Dubai’s residential real estate market has entered its fifth year of upward trajectory, with a 20 percent year-on-year increase in city-wide residential sales prices and an 18 percent rise in rental prices, according to Cushman & Wakefield Core’s Q3 2024 Market Update.
The rise marks the 17th and 15th consecutive quarters of price and rent increases respectively, underscoring sustained demand.
Supply for 2024 remains moderate but the pipeline is building up for upcoming years.
Dubai real estate supply In Q3 2024, approximately 9,157 residential units were delivered, bringing the year-to-date total to 22,900 units.
An additional 10,700 units are projected for Q4, positioning the 2024 annual total at around 33,600 units. While 2024’s supply remains moderate, the development pipeline is gaining momentum, with substantial handovers anticipated over the next two to three years.
This increase in supply may contribute to market stabilisation, according to Cushman & Wakefield Core.
The off-plan market continues to dominate while the secondary market shows sustained signs of stabilisation.
Off-plan transaction volumes in Q3 2024 surged by 51 percent compared to Q3 2023, while secondary market sales saw a year-on-year increase of 19 percent.
Prathyusha Gurrapu, Head of Research and Consultancy at Cushman & Wakefield Core said: “In Q3 2024, off-plan transactions were around 34,000, a figure 2.3 times greater than that of secondary market transactions.
“This reflects a growing shift in Dubai’s residential market towards off-plan properties, primarily fuelled by the appeal of attractive payment plans and increasing demand for property-linked visas”.
There are emerging signs of price moderation, particularly in prime segments where growth is stabilising.
City-wide sales prices recorded a robust 20 percent year-on-year increase. By market segment, villa sales prices saw a strong 23 percent rise year-on-year, while apartment prices followed closely with a 19 percent increase compared to the same period last year.
While city-wide sales prices continue their upward trajectory, prime districts are experiencing a relative stabilisation in price growth and indicating signs of moderation in the upper end of the market.
In contrast, mid-market communities are witnessing a sharp double-digit growth across both villa and apartment communities.
At the same time, city-wide rents continue to rise, impacting affordability and pushing tenants to renew where possible.
City-wide rents have increased by 18 percent year-on-year, with apartment rents leading at a notable 19 percent rise, while villa rents saw a more moderate increase of 13 percent, indicating a trend towards stabilisation in the villa segment as prices approach affordability thresholds.
The rental market reflects similar dynamics observed in the sales market, where prime rental growth has moderated in areas like Palm Jumeirah and Dubai Marina, both experiencing single-digit increases.
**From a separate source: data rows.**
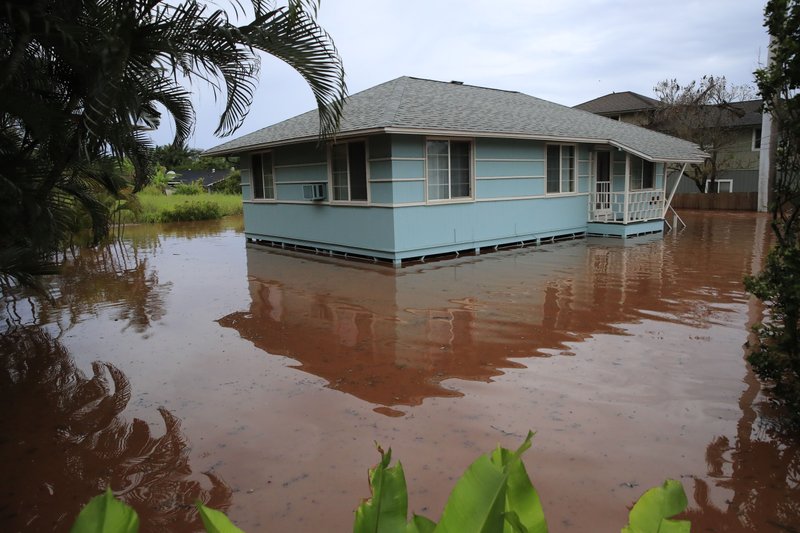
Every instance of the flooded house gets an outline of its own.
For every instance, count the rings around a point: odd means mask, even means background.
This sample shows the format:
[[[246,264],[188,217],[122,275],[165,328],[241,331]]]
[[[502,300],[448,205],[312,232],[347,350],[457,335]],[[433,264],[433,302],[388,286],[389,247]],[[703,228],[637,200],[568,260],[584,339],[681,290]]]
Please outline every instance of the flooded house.
[[[403,261],[660,233],[687,141],[515,91],[400,77],[206,152],[239,157],[249,241]]]

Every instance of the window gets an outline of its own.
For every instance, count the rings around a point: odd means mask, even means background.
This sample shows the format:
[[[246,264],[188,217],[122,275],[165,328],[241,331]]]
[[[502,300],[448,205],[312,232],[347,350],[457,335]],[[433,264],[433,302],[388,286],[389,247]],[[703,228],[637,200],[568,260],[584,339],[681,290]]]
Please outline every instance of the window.
[[[428,200],[469,198],[472,173],[469,141],[428,141]]]
[[[367,145],[364,141],[333,145],[331,178],[334,200],[367,201]]]
[[[575,192],[575,147],[547,145],[547,192]]]
[[[753,130],[753,151],[761,150],[761,128]]]
[[[275,199],[275,176],[272,170],[272,152],[255,154],[252,159],[253,200]]]
[[[631,190],[652,189],[655,185],[655,164],[631,157]]]
[[[733,180],[716,180],[716,190],[713,192],[733,192]],[[706,182],[706,192],[711,192],[711,182]]]

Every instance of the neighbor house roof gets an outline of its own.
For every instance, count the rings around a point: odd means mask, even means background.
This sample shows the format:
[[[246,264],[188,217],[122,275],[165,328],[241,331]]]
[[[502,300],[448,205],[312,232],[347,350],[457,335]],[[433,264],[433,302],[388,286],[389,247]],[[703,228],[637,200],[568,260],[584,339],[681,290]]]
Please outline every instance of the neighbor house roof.
[[[309,111],[206,151],[240,153],[316,140]],[[339,137],[367,133],[509,137],[608,143],[651,161],[700,162],[696,145],[515,91],[401,77],[347,98]]]
[[[582,109],[598,115],[619,115],[621,113],[635,113],[637,111],[651,111],[658,107],[660,102],[649,96],[624,91],[621,93],[611,93],[589,100],[575,106],[575,109]],[[731,106],[742,111],[741,117],[733,117],[731,126],[755,126],[761,125],[761,100],[742,100],[741,102],[731,102]],[[715,106],[708,106],[715,109]],[[713,120],[713,114],[710,114]]]
[[[621,93],[611,93],[600,96],[594,100],[589,100],[575,106],[575,109],[582,109],[590,113],[608,115],[615,113],[633,113],[636,111],[647,111],[654,109],[658,105],[658,100],[633,91],[623,91]]]
[[[227,178],[231,169],[212,169],[212,170],[176,170],[172,181],[181,183],[194,183],[203,180],[203,186],[208,187]]]
[[[745,100],[734,102],[735,107],[744,111],[744,115],[736,121],[737,126],[761,126],[761,100]]]

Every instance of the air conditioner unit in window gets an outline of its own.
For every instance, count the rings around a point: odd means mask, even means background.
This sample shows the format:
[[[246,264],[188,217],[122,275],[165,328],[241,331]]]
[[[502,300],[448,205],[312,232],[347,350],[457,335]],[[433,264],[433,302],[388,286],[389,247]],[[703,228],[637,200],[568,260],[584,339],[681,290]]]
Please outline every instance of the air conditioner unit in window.
[[[303,185],[303,198],[306,200],[324,200],[325,184],[314,183],[311,185]]]

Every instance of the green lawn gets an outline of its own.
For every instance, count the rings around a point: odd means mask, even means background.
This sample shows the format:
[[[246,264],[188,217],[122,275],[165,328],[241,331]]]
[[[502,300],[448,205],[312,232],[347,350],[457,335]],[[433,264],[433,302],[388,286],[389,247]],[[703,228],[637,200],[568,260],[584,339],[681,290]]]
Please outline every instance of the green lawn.
[[[242,213],[238,194],[147,194],[136,195],[139,209],[124,210],[123,223],[209,220]]]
In contrast, districts such as Discovery Gardens, Dubai Sports City, Dubailand, and Jumeirah Village Circle recorded the highest rental growth, highlighting shifting demand towards more affordable and mid-market communities.
Furthermore, a notable trend is the continued increase in tenant renewals, which rose by 16 percent in Q3 2024. The new RERA rental calculator has helped narrow the gap between new and renewed rental rates, however, new leases are still trading at an average premium of 14 percent over renewals.
In the ultra-prime market, 424 residential properties were sold for more than AED20m ($5.45m) in Dubai in Q3 2024, displaying a strong 41 percent increase over Q3 2023.
Palm Jumeirah remains the location of choice accounting for the highest share of ultra-prime transactions.
Prathyusha said: “With growing UHNI demand for ultra-prime properties, particularly waterfront properties and branded residences, we foresee this segment to remain strong as global wealth continues to gravitate to Dubai.”